This thread has been locked.

If you have a related question, please click the "Ask a related question" button in the top right corner. The newly created question will be automatically linked to this question.

AM3357: Data abort exception on NDK main task

Part Number: AM3357

Hi,

I am using the NDK version 2.26.0.08 and PDK 1.0.10 to run a UDP server application on an AM3357 device. Everything works fine, but sometimes and randomly I get a Data abort exception.

Exception call stack,
0 PBM_free(void *) at pbm.c:230,PC = 0x80040D78 FP = 0x00020002
1 xdc_runtime_System_asprintf_va__E() at :0,PC = 0x00030002 FP = 0x00020002
2 do_AngelSWI(int, void *) at _kill.c:78,PC = 0x8005F308 FP = 0x00020002
3 _kill(int, int) at _kill.c:19,PC = 0x8005F308 FP = 0x00020002

Using RTOS object view, the preempted task is the main NDK task. This task is configured:

CI_IPNET NA;
CI_ROUTE RT;

/* Add IP address for interface 1 */
NA.IPAddr = htonl(tInst.u32IpAddr);
NA.IPMask = htonl(tInst.u32NetMask);
CfgAddEntry(hCfg, CFGTAG_IPNET, 1, 0, sizeof(CI_IPNET),
            (UINT8 *)&NA, 0);

uint cfg;
/* Set NDK Kernel Task Priority */
cfg = 11;
CfgAddEntry(hCfg, CFGTAG_OS, CFGITEM_OS_TASKPRIKERN,
            CFG_ADDMODE_UNIQUE, sizeof(uint), (uint8_t*)&cfg, 0);
/** Set NDK Kernel Task stack size */
cfg = 0x4000;
CfgAddEntry(hCfg, CFGTAG_OS, CFGITEM_OS_TASKSTKLOW,
            CFG_ADDMODE_UNIQUE, sizeof(uint), (uint8_t*)&cfg, 0);

I also check the stack peak and it is 1164 (no stack overflow).

When the exception appears, if I try to read the status of the NDK on the ROV:

Target memory read failed at address: 0xffffffffffffffff, length: 4

This read is at an INVALID address according to the application's section map.
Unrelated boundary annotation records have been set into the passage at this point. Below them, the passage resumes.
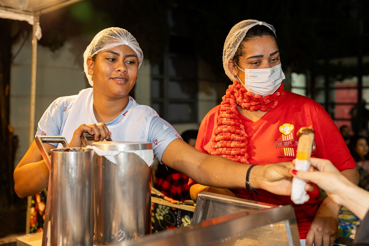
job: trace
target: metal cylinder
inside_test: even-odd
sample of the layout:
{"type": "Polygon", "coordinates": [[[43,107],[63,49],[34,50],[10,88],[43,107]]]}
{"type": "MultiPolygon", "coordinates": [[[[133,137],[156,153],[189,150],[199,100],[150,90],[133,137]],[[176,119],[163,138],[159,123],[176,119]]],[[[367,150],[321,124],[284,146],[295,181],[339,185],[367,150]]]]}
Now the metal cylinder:
{"type": "Polygon", "coordinates": [[[149,234],[150,168],[137,151],[132,152],[152,152],[151,144],[104,141],[93,146],[121,152],[114,156],[116,164],[94,155],[96,241],[114,243],[149,234]]]}
{"type": "Polygon", "coordinates": [[[90,246],[93,236],[93,151],[51,150],[51,245],[90,246]]]}

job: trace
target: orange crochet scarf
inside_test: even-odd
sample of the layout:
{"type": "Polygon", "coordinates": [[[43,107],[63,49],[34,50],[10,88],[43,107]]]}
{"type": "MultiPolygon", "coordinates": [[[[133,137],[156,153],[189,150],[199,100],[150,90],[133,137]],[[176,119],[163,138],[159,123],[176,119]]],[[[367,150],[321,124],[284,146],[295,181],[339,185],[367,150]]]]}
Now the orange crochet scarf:
{"type": "Polygon", "coordinates": [[[214,143],[211,146],[213,151],[210,154],[249,164],[247,135],[238,117],[237,105],[253,111],[268,111],[276,107],[282,99],[284,91],[282,83],[272,95],[262,97],[248,91],[238,82],[234,81],[222,98],[218,128],[214,133],[214,143]]]}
The application is likely either uninitialized or corrupt.

How I could get more information? and what could cause the Data Abort on the main NDK task?

Any recommendation is appreciated.

Josep

  • Hello Josep,

    This problem is a bit difficult to debug. I have a few suggestions:

    1. The NDK you're using is a quite old version. Have you considered updating it to a newer version? The latest Processor SDK for AM335x is 6.3 (here) which has PDK 1.0.17 and NDK 3.61.1.1.

    2. You can add some debug messages to NDK and rebuild it. Please refer documentation here for how to rebuild the NDK. You can use UART_printf() in NDK to dump debugging messages to UART console.

    Regards,

    Jianzhong

  • Hi Jianzhong,

    Following your suggestions, I update the NDK to the lastest version 3.61.1.1 but the problem persist. Looking for the changes I made to the code, the GPIO ISR priority changes from the default value 2 to 35. The NDK uses Hwi with priority 32, so now the GPIO ISR can be nested by the NDK interrupt. As a workaround I return the priority of the GPIO ISR to value 2 and the problem seems to be resolved.

    Could this situation cause some kind of data corruption and NDK process hangs with data abort? 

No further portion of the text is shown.